The pipeline handles imputation, categorical encoding and feature scaling before fitting a logistic regression model. A `GridSearchCV` explores a compact hyperparameter grid for different regularisation strengths while keeping the workflow limited to logistic regression as requested.

In [None]:
logistic_pipeline = Pipeline([
    ('median', MeanMedianImputer(imputation_method='median', variables=['ip_reputation_score_log'])),
    ('categorical_imputer', CategoricalImputer(imputation_method='frequent', variables=['browser_type'])),
    ('onehot', OneHotEncoder(variables=['browser_type', 'protocol_type', 'encryption_used'], drop_last=True)),
    ('scaler', StandardScaler()),
    ('model', LogisticRegression(solver='saga', max_iter=2000, n_jobs=-1, random_state=101))
])

param_grid = [
    {'model__penalty': ['l1'], 'model__C': [0.1, 1.0, 10.0]},
    {'model__penalty': ['l2'], 'model__C': [0.1, 1.0, 10.0]},
    {'model__penalty': ['elasticnet'], 'model__C': [0.1, 1.0, 10.0], 'model__l1_ratio': [0.0, 0.5, 1.0]},
]

logistic_search = GridSearchCV(
    estimator=logistic_pipeline,
    param_grid=param_grid,
    cv=5,
    scoring='f1',
    n_jobs=-1,
    refit=True,
    verbose=1
)

logistic_search.fit(X_train, y_train)

print('Best parameters:', logistic_search.best_params_)
print(f"Best mean CV F1-score: {logistic_search.best_score_:.3f}")

cv_results = (
    pd.DataFrame(logistic_search.cv_results_)[
        ['mean_test_score', 'std_test_score', 'param_model__penalty', 'param_model__C', 'param_model__l1_ratio']
    ]
    .sort_values('mean_test_score', ascending=False)
    .reset_index(drop=True)
)
cv_results.head()

---
# Section 4

## Evaluate the tuned baseline on the test set

Model diagnostics focus on standard classification metrics and a confusion matrix so stakeholders can compare performance against future experiments.

In [None]:
best_pipeline = logistic_search.best_estimator_

test_predictions = best_pipeline.predict(X_test)
print('Classification report (test set):')
print(classification_report(y_test, test_predictions))

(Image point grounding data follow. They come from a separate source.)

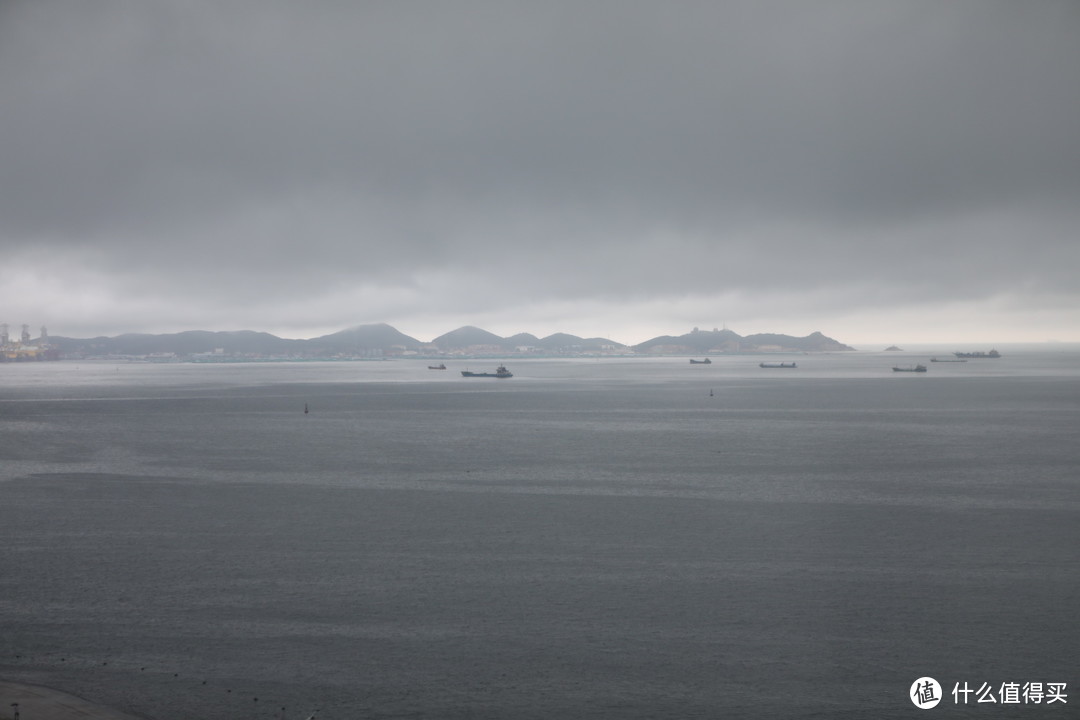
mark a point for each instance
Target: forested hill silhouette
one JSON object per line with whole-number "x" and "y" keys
{"x": 381, "y": 339}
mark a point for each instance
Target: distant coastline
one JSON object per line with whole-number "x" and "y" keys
{"x": 385, "y": 341}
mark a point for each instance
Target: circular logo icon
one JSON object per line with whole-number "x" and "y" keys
{"x": 926, "y": 693}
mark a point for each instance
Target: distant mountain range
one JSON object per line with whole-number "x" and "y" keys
{"x": 380, "y": 340}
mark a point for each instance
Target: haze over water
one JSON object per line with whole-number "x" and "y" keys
{"x": 591, "y": 539}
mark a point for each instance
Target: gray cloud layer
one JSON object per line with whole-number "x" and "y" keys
{"x": 214, "y": 163}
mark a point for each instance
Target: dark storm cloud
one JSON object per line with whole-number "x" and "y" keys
{"x": 550, "y": 150}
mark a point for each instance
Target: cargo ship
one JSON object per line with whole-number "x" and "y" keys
{"x": 994, "y": 354}
{"x": 500, "y": 371}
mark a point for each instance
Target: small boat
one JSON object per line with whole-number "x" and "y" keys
{"x": 909, "y": 368}
{"x": 500, "y": 371}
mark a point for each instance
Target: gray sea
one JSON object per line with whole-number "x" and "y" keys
{"x": 613, "y": 538}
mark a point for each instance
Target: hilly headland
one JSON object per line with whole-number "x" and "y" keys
{"x": 381, "y": 340}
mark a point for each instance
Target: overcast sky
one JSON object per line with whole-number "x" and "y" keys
{"x": 877, "y": 171}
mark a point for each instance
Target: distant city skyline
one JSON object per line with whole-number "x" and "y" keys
{"x": 881, "y": 173}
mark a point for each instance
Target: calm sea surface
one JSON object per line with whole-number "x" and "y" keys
{"x": 591, "y": 539}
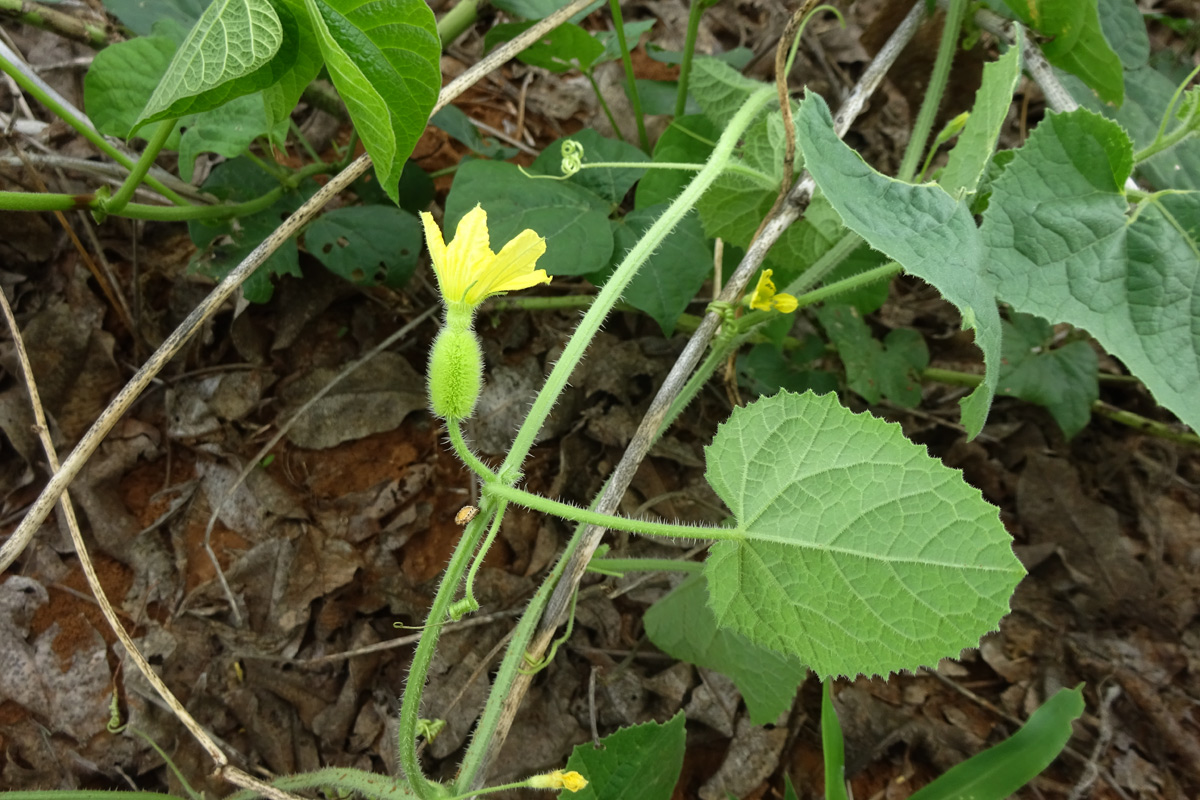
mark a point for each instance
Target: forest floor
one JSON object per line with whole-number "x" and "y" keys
{"x": 345, "y": 529}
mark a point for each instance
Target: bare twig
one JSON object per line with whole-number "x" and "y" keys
{"x": 106, "y": 607}
{"x": 223, "y": 290}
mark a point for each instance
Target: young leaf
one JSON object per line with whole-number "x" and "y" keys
{"x": 856, "y": 551}
{"x": 1075, "y": 42}
{"x": 227, "y": 131}
{"x": 369, "y": 245}
{"x": 235, "y": 48}
{"x": 637, "y": 763}
{"x": 1126, "y": 32}
{"x": 672, "y": 276}
{"x": 833, "y": 746}
{"x": 1062, "y": 246}
{"x": 720, "y": 89}
{"x": 385, "y": 62}
{"x": 120, "y": 80}
{"x": 928, "y": 232}
{"x": 999, "y": 771}
{"x": 683, "y": 626}
{"x": 282, "y": 95}
{"x": 1062, "y": 379}
{"x": 574, "y": 221}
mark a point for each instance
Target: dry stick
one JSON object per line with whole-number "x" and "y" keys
{"x": 227, "y": 770}
{"x": 223, "y": 290}
{"x": 252, "y": 464}
{"x": 677, "y": 378}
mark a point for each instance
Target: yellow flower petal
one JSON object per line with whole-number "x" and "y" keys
{"x": 469, "y": 272}
{"x": 763, "y": 292}
{"x": 437, "y": 246}
{"x": 784, "y": 302}
{"x": 558, "y": 780}
{"x": 468, "y": 256}
{"x": 513, "y": 268}
{"x": 574, "y": 781}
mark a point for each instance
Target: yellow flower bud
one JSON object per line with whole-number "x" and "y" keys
{"x": 765, "y": 296}
{"x": 558, "y": 780}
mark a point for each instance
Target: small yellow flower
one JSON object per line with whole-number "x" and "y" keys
{"x": 558, "y": 780}
{"x": 766, "y": 299}
{"x": 469, "y": 272}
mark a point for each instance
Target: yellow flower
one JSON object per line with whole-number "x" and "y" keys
{"x": 558, "y": 780}
{"x": 469, "y": 272}
{"x": 766, "y": 299}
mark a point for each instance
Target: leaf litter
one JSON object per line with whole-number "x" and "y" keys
{"x": 343, "y": 533}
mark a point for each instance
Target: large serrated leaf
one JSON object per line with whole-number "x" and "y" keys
{"x": 720, "y": 89}
{"x": 1062, "y": 246}
{"x": 1075, "y": 42}
{"x": 1062, "y": 379}
{"x": 231, "y": 52}
{"x": 855, "y": 549}
{"x": 928, "y": 232}
{"x": 637, "y": 763}
{"x": 970, "y": 156}
{"x": 683, "y": 626}
{"x": 384, "y": 58}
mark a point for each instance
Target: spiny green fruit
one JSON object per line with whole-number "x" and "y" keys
{"x": 456, "y": 370}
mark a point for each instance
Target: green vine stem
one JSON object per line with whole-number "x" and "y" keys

fig, ax = plt.subplots(figsize=(5, 4))
ConfusionMatrixDisplay.from_predictions(
    y_test, test_predictions,
    display_labels=['No Attack', 'Attack'],
    colorbar=False,
    cmap='Blues',
    ax=ax
)
ax.set_title('Confusion matrix (test set)')
plt.tight_layout()
plt.show()

---
# Section 5

## Interpret logistic regression coefficients

Coefficients provide directional insight into how each engineered feature influences the log-odds of detecting an attack after scaling.

In [None]:
feature_engineering_steps = Pipeline(best_pipeline.steps[:-2])
feature_matrix = feature_engineering_steps.transform(X_train)
feature_names = feature_matrix.columns

coef_series = pd.Series(best_pipeline.named_steps['model'].coef_[0], index=feature_names, name='coefficient')
coef_df = (
    coef_series.to_frame()
    .assign(absolute_coefficient=lambda df_: df_['coefficient'].abs())
    .sort_values('absolute_coefficient', ascending=False)
)
coef_df.head(10)

---
# Conclusions and Next Steps

* Logistic regression with elastic net regularisation offers a solid baseline for the intrusion detection task and achieves competitive recall on the attack class.
* Future iterations can compare additional algorithms or extend the feature engineering pipeline, using this notebook as a controlled reference point.